Moi, Moi, mon Moi

Les facettes de la conscience de soi

Le soi est constitué de deux dimensions fondamentales : l'une est la réponse à «Qui suis-je?», l'autre donne l'impression d'être une et une seule personne.

«S uis-je moi ? » Se poser cette question peut paraître étrange, tant la réponse est immédiate, et univoque. Nous avons en effet le sentiment fort et clair d'être une et une seule personne, d'être distinct des autres, d'exister en tant qu'individu. Par contre, à la question « qui suis-je ? », la réponse est plus complexe. Nous ne pouvons nous décrire, nous définir en une phrase. Il faut de longues explications, des périphrases choisies, des suites d'adjectifs nuancés, des « oui mais », des « ça dépend des circonstances » pour rendre compte de toute la complexité de notre personne. La conscience de soi est donc faite d'un grand paradoxe : malgré le sentiment très fort que nous avons d'être une seule personne, nous nous décrivons en même temps comme un individu à multiples facettes, à l'histoire sinueuse.

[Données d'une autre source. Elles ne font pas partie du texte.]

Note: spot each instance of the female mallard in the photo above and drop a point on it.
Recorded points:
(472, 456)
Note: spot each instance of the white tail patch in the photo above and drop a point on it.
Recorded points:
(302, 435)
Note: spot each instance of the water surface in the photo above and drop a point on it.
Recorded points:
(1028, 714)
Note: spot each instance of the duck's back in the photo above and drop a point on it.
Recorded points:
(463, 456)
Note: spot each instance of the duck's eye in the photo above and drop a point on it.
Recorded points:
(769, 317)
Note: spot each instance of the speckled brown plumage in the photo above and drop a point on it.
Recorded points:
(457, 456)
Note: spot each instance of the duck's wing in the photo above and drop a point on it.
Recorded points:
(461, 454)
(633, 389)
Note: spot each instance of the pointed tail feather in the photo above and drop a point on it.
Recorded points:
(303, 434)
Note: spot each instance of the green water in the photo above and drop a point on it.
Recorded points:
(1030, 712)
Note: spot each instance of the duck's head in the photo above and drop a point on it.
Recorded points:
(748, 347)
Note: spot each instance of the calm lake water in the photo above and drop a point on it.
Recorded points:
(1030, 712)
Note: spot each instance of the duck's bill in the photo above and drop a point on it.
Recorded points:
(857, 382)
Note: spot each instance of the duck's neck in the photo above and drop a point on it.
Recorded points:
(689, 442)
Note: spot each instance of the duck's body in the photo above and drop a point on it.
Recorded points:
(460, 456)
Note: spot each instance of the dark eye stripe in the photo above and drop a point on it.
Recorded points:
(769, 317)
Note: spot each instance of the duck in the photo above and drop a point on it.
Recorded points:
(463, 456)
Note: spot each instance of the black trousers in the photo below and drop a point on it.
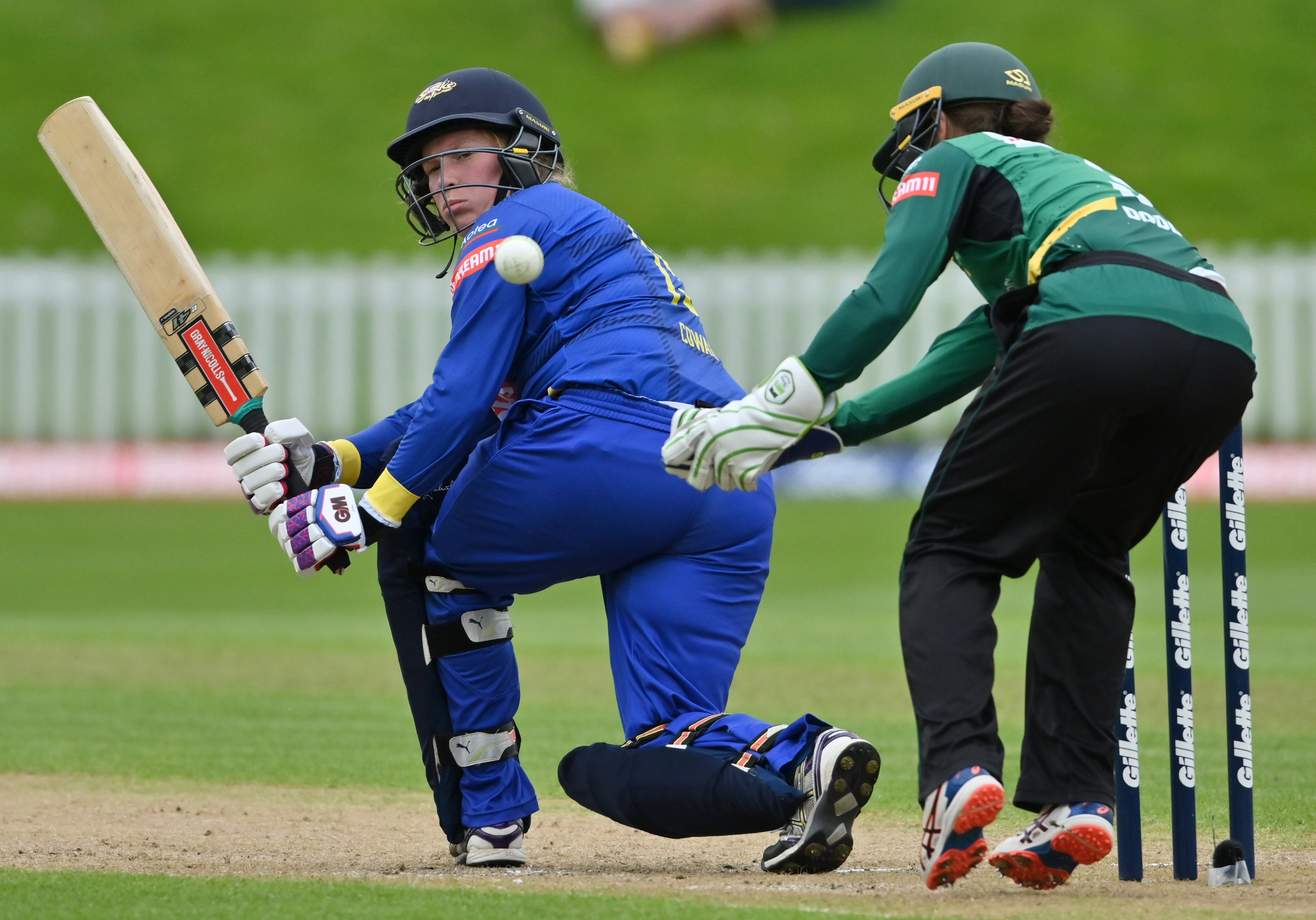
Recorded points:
(1066, 456)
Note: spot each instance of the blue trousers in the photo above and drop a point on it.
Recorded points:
(574, 489)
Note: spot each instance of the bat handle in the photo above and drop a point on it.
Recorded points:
(256, 422)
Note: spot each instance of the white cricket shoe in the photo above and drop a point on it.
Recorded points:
(953, 821)
(495, 846)
(837, 780)
(1063, 839)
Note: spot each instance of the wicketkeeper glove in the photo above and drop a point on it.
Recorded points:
(735, 445)
(318, 530)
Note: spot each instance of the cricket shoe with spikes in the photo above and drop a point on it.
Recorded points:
(495, 846)
(1063, 839)
(953, 821)
(837, 781)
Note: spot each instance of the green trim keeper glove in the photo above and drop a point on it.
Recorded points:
(735, 445)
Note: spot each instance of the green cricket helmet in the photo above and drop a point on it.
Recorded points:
(963, 73)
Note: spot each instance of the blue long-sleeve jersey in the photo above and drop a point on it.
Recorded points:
(606, 312)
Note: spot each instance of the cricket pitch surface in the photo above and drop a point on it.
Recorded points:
(111, 824)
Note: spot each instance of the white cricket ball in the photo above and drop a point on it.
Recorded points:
(519, 260)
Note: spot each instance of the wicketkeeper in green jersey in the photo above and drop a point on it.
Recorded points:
(1110, 362)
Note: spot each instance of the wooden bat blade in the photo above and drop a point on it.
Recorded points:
(152, 252)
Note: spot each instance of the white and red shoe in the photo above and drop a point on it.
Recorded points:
(495, 846)
(1063, 839)
(953, 821)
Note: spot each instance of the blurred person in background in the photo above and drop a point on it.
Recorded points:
(632, 31)
(1111, 364)
(528, 462)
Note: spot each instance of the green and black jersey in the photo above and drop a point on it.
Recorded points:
(1004, 210)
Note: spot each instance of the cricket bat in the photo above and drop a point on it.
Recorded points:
(141, 235)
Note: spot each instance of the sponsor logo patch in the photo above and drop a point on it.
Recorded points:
(781, 388)
(919, 183)
(435, 90)
(482, 228)
(474, 261)
(215, 366)
(1019, 78)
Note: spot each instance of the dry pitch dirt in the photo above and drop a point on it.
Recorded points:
(111, 824)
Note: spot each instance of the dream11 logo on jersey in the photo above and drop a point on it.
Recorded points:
(916, 183)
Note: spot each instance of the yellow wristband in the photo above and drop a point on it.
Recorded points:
(351, 460)
(390, 498)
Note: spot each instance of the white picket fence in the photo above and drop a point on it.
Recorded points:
(345, 343)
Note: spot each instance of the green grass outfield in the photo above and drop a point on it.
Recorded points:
(172, 641)
(264, 124)
(115, 897)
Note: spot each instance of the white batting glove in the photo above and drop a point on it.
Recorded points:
(261, 461)
(735, 445)
(315, 526)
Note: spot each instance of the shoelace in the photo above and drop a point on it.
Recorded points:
(1036, 828)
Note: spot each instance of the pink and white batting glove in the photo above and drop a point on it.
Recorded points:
(315, 526)
(261, 461)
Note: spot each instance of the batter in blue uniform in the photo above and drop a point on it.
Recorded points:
(529, 461)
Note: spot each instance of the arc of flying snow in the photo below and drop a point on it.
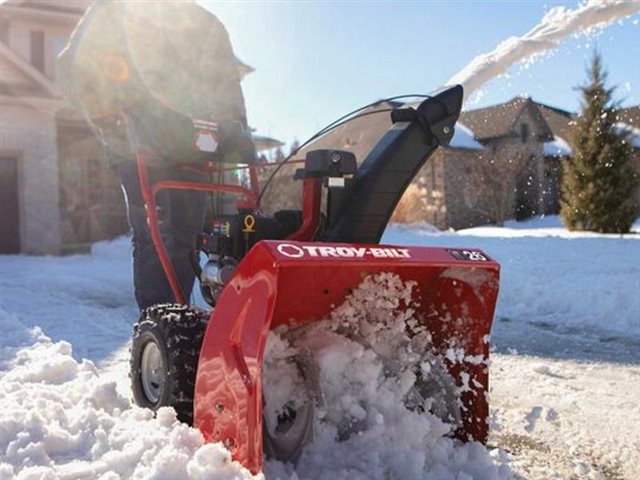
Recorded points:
(555, 26)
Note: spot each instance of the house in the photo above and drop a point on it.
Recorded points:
(504, 162)
(56, 193)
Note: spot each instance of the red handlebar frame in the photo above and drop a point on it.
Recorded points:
(312, 197)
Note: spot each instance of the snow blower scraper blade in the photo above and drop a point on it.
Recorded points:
(295, 284)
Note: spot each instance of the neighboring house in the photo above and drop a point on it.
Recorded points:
(504, 162)
(56, 193)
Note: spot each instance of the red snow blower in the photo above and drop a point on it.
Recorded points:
(292, 269)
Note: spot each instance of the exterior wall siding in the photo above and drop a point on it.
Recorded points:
(30, 135)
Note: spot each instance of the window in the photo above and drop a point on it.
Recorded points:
(37, 49)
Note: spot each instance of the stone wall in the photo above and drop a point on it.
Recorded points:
(30, 136)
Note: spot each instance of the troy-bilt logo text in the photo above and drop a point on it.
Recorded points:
(296, 251)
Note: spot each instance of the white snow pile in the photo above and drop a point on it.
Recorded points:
(558, 24)
(61, 420)
(464, 138)
(582, 280)
(367, 363)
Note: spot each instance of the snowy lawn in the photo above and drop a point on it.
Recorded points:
(565, 371)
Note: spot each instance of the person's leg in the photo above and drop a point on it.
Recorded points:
(150, 282)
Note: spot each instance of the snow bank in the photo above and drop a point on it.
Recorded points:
(61, 420)
(555, 26)
(581, 280)
(86, 300)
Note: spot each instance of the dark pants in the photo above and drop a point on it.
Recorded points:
(180, 215)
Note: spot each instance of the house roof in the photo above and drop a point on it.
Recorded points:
(62, 6)
(499, 120)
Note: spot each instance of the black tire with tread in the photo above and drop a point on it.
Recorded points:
(178, 331)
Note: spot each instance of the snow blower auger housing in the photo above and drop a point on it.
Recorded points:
(292, 269)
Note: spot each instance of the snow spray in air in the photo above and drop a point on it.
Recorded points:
(555, 26)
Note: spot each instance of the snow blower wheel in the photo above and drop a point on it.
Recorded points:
(285, 437)
(164, 356)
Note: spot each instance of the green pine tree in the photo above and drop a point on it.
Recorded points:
(598, 181)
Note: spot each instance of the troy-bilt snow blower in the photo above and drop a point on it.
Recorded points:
(291, 269)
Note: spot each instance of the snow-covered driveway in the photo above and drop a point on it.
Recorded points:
(565, 373)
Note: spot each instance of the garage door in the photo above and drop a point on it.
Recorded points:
(9, 207)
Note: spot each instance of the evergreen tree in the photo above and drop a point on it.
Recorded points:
(598, 181)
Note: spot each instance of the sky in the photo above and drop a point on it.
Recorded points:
(315, 61)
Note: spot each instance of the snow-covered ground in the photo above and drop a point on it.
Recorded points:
(565, 371)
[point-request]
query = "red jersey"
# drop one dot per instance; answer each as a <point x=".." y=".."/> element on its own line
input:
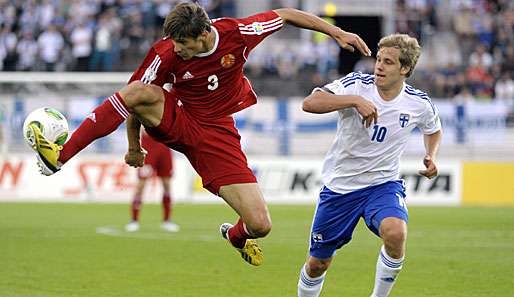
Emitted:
<point x="211" y="85"/>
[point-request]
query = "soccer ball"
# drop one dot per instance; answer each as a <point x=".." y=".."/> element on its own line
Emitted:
<point x="51" y="122"/>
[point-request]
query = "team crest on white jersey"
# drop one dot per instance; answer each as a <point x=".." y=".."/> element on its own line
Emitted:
<point x="404" y="119"/>
<point x="187" y="75"/>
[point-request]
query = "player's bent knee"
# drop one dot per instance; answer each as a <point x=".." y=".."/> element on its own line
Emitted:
<point x="260" y="228"/>
<point x="138" y="93"/>
<point x="316" y="267"/>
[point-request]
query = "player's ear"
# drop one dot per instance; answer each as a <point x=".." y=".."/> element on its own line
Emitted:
<point x="204" y="35"/>
<point x="404" y="70"/>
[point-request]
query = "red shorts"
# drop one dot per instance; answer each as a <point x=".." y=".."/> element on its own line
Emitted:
<point x="212" y="146"/>
<point x="158" y="161"/>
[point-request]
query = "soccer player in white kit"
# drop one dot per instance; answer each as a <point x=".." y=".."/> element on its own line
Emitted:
<point x="361" y="170"/>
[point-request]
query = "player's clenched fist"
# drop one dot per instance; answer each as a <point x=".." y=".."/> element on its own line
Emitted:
<point x="367" y="110"/>
<point x="135" y="158"/>
<point x="431" y="170"/>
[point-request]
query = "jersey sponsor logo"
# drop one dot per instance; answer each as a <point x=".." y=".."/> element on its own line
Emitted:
<point x="187" y="75"/>
<point x="228" y="61"/>
<point x="404" y="119"/>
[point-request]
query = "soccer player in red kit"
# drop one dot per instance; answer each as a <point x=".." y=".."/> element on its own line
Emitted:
<point x="203" y="62"/>
<point x="158" y="163"/>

Pour résoudre ce paradoxe, le psychologue William James, dans le chapitre consacré à la conscience de soi dans son ouvrage Principles of Psychology (1890), part du principe que le soi se décompose en soi-objet et soi-agent. Le soi-objet réfère à la connaissance et l'évaluation de nous-mêmes, un peu comme la connaissance que nous pouvons avoir d'autrui ou des objets qui nous entourent. Pour résumer, on pourrait dire que le soi-objet est la réponse à la question « Qui suis-je ? ». La psychologie du développement et la psychologie sociale se sont beaucoup intéressées à la réponse que nous faisons, selon les étapes de notre vie, ou les circonstances sociales, à ce « Qui suis-je ? ». Mais une autre facette mystérieuse du soi est ce que W. James appelle le soi-agent : cette capacité mentale qui nous donne l'impression d'être un, que c'est bien nous qui dirigeons nos actions et nos pensées, qui contrôlons ce que nous ressentons, ce que nous projetons de faire. Le soi-agent nous permet en fait de conserver une unité mentale à travers toutes les circonstances de la vie, en bref, donne ce sentiment que « je suis moi ». Les sciences cognitives se penchent depuis quelques temps sur ce phénomène mystérieux : le sentiment d'évidence que nous avons d'être nous-mêmes.

Je suis multiple

Il est impossible de répondre à « Qui suis-je ? » en une ou deux phrases. Parce que tout individu est composé de multiples visages, selon les circonstances ou les étapes de sa vie. Le psychologue québécois René L'Ecuyer, spécialiste du développement des connaissances sur soi, a mené un très large projet de recherche auprès de personnes âgées de 3 à 100 ans. Il leur a demandé de répondre comme elles voulaient à la question « Qui suis-je ? ». L'analyse du discours de toutes ces personnes a révélé qu'on pouvait se référer à 43 facettes différentes du soi pour se décrire ! Ces facettes n'ont pas toutes la même importance ou le même statut hiérarchique dans la définition de notre image. Leurs multiples combinaisons, leur malléabilité permettent, selon lui, de rendre compte de toutes les figures possibles d'un individu au cours de sa vie 1. Certaines de ces facettes concernent tout ce que les personnes possèdent, que ce soit leur propre corps, des objets ou des personnes. D'autres réfèrent aux caractéristiques internes ou psychiques de la personne, comme les aspirations, les goûts et intérêts, les qualités et défauts, etc. Ressortent aussi dans le discours des gens ce qui les identifie (leur nom, prénom, lieu de résidence), leurs rôles et statuts (état civil, profession, rang dans la famille), leur idéologie (« je suis pour la non-violence ») et leur identité abstraite (« je suis un manuel »). Il s'agit en fait d'un curriculum vitae détaillé. L'enquête de R. L'Ecuyer montre également que nous décrivons nos capacités d'action et d'adaptation dans notre portrait. Enfin, toute une partie de ce que nous savons sur nous-mêmes concerne l'aspect social de l'être humain : nos capacités à sortir de nous-mêmes, à nous ouvrir aux autres, à entrer en interaction avec eux, ainsi que la qualité, positive ou négative, de nos relations avec les autres. Parfois même, certaines informations que nous donnons sur les autres (et donc plus sur nous-mêmes) nous définissent malgré tout implicitement, par personne interposée, que ce soit par contraste, prolongement ou continuité avec ces autres personnes. Dire « mon père était un bricoleur, lui » signifie clairement que je n'en suis pas un. « Mes enfants ont une bonne situation » sous-entend mon mérite comme père ou comme mère de les avoir menés là.